Saturday, October 13, 2012
Mom's Chili
I am making my Mom's chili recipe today so I thought I would share. It's pretty simple to make. I serve it with cornbread and butter on the side. Also a little dollop of sour cream and some shredded cheddar on top is nice.
1 to 1.5 lbs ground pork or beef. I prefer pork, I like the flavor better. Or you could mix them.
3 Tbs veg oil.
1 large green pepper chopped.
1 large yellow onion chopped.
3 cloves garlic, pressed.
1 stalk celery chopped. (optional)
1- 15oz can tomato sauce
3- 15oz cans chili beans
1- 28oz can whole tomatoes
p.s. I like more beans so I added a can of black, kidney, and great northern beans to my pot.
2 bay leaves whole
1 1/2 tsp chili powder
1/2 tsp ground red pepper (more if you like it spicier, I'm a whimp)
1 tsp cumin
1 tsp sea salt
ground pepper
(All the spices can be increased if you like a stronger taste. I don't usually measure these out, I just sprinkle.)
2 - 3 Tbls Cider Vinegar
Heat oil in a large soup pot on med/high heat. Saute green pepper and celery for 5 minutes, then add garlic and onion. Saute until they are beginning to soften. In the meantime, brown ground pork or beef in a separate skillet. Drain and add to the veggie mixture.
Add spices and stir. Continue to cook on medium heat for 5 minutes then add tomato sauce and chili beans. Open the can of whole tomatoes and cut up with pair of kitchen scissors while still in can.

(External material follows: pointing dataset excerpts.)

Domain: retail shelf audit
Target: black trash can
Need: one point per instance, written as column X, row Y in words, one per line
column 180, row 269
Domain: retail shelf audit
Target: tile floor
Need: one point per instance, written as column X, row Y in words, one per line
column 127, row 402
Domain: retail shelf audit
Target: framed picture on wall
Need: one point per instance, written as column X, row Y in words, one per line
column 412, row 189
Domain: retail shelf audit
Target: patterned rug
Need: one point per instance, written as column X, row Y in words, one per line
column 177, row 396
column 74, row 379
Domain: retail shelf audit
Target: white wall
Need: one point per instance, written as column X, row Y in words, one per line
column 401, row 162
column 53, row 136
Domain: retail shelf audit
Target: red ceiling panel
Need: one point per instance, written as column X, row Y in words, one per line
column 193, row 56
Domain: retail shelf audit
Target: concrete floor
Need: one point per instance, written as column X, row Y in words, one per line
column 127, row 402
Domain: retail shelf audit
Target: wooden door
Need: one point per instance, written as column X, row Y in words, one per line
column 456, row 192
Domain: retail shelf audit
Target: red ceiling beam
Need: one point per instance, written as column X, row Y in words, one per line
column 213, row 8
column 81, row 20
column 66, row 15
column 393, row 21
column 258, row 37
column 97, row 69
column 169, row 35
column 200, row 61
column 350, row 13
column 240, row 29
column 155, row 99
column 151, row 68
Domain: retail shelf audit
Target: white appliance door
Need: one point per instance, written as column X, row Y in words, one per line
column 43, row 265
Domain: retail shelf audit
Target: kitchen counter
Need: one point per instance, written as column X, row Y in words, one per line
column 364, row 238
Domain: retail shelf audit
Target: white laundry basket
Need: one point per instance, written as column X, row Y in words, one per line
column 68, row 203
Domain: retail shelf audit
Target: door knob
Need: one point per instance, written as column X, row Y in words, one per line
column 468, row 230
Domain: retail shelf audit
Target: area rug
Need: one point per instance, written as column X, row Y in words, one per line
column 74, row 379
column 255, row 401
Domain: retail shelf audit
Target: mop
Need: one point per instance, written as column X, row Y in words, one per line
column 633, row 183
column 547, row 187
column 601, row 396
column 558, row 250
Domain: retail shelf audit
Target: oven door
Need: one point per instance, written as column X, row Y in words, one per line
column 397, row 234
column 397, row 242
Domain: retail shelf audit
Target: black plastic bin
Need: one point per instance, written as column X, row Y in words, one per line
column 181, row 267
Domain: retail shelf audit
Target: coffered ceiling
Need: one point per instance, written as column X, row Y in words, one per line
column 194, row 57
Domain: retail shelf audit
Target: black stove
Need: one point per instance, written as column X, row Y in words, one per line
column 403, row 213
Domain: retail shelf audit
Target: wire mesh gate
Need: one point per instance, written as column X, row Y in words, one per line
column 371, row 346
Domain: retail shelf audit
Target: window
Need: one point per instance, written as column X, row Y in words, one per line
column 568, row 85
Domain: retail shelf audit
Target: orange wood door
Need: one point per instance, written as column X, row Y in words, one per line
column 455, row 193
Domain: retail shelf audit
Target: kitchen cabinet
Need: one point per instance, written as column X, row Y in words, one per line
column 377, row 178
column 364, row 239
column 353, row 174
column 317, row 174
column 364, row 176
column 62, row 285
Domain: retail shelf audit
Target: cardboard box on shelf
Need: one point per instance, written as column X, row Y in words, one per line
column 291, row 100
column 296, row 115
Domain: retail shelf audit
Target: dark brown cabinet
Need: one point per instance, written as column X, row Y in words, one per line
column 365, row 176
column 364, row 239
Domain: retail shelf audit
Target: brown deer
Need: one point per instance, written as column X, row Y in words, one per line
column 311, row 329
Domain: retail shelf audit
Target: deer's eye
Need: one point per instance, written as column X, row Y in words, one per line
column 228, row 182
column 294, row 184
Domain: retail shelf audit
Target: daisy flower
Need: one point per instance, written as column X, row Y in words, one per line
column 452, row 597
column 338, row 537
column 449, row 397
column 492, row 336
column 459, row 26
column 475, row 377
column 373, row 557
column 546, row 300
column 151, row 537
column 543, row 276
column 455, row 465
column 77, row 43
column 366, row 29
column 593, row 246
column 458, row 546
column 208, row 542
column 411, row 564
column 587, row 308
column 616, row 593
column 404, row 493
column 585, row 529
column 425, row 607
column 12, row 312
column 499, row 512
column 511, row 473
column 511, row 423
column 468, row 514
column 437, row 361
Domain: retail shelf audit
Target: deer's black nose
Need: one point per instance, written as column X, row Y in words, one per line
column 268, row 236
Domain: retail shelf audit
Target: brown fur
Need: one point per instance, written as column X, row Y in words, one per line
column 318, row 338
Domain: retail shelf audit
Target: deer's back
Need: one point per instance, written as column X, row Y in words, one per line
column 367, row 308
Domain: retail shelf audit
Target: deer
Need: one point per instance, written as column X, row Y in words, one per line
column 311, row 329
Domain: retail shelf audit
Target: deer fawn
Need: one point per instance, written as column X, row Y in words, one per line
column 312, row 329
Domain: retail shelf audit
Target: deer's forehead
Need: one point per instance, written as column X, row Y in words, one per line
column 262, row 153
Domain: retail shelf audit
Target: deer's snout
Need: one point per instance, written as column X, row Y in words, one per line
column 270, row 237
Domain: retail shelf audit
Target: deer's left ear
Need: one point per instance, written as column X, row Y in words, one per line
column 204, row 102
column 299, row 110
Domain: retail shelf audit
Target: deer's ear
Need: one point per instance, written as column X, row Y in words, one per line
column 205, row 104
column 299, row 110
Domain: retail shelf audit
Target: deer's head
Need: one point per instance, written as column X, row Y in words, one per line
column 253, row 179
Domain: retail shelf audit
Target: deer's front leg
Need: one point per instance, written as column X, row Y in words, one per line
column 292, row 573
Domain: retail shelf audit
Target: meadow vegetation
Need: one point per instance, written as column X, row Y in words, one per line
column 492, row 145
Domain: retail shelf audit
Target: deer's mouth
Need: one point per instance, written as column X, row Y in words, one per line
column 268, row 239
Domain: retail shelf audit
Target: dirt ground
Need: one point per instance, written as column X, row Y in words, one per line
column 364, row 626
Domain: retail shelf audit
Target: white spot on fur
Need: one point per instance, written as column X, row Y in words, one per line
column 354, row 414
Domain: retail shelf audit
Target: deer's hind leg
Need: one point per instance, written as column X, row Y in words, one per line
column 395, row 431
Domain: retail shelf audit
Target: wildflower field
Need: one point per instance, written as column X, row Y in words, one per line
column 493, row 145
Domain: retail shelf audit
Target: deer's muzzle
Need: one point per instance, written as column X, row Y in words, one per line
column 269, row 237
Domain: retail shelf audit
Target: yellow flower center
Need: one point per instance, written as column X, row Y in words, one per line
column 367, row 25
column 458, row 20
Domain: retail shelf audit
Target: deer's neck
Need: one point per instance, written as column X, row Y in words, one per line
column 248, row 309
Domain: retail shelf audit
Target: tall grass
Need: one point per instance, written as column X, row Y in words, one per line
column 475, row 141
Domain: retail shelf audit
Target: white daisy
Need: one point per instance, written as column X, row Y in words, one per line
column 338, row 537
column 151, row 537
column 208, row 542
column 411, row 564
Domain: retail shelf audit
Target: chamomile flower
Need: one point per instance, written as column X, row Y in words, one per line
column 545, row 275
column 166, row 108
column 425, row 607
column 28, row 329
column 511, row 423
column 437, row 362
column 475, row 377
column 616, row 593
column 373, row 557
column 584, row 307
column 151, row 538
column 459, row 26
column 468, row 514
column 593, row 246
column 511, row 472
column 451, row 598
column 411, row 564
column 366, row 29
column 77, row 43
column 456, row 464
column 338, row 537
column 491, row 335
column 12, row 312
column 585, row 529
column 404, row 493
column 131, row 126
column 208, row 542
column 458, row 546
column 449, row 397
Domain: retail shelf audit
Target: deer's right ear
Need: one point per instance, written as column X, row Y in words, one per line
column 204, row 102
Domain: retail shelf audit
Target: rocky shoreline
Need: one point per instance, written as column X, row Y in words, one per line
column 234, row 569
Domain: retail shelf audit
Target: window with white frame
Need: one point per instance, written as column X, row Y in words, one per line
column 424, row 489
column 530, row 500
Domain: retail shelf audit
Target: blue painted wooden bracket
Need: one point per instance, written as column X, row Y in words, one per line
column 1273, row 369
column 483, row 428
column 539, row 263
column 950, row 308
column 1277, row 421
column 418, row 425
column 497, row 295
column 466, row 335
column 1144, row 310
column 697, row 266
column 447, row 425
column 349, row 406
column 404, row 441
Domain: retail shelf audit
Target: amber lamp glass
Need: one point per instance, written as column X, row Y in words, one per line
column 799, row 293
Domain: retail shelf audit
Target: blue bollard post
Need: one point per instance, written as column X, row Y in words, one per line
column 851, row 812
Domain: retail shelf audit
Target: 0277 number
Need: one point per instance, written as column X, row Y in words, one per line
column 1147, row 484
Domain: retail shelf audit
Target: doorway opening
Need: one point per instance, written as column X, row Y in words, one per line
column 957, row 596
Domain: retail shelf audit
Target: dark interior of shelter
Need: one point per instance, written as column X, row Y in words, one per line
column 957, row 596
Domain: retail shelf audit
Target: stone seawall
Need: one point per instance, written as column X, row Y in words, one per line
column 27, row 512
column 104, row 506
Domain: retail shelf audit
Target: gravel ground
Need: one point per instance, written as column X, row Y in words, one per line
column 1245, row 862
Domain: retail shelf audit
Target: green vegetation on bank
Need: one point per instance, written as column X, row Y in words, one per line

Then add the whole thing, liquid and all to the mixture. Stir and bring to boil on medium heat. Then turn it to low and COVER. You want to retain as much liquid as you can for the 4 to 5 hours it cooks. Stir occasionally and check for burning or sticking on bottom. You may have to turn the heat to very low to keep this from happening. I even have to move my pot half way off the burner at times to keep it at a very low simmer.
The longer it cooks the better it is. You could eat it in a couple hours but the tomato base really hasn't had enough time to get really smooth tasting. I add cider vinegar during the last hour to give it that mouth watering tang. Try a tablespoon at a time until you reach the level you prefer. Vinegar REALLY makes all the difference in chili.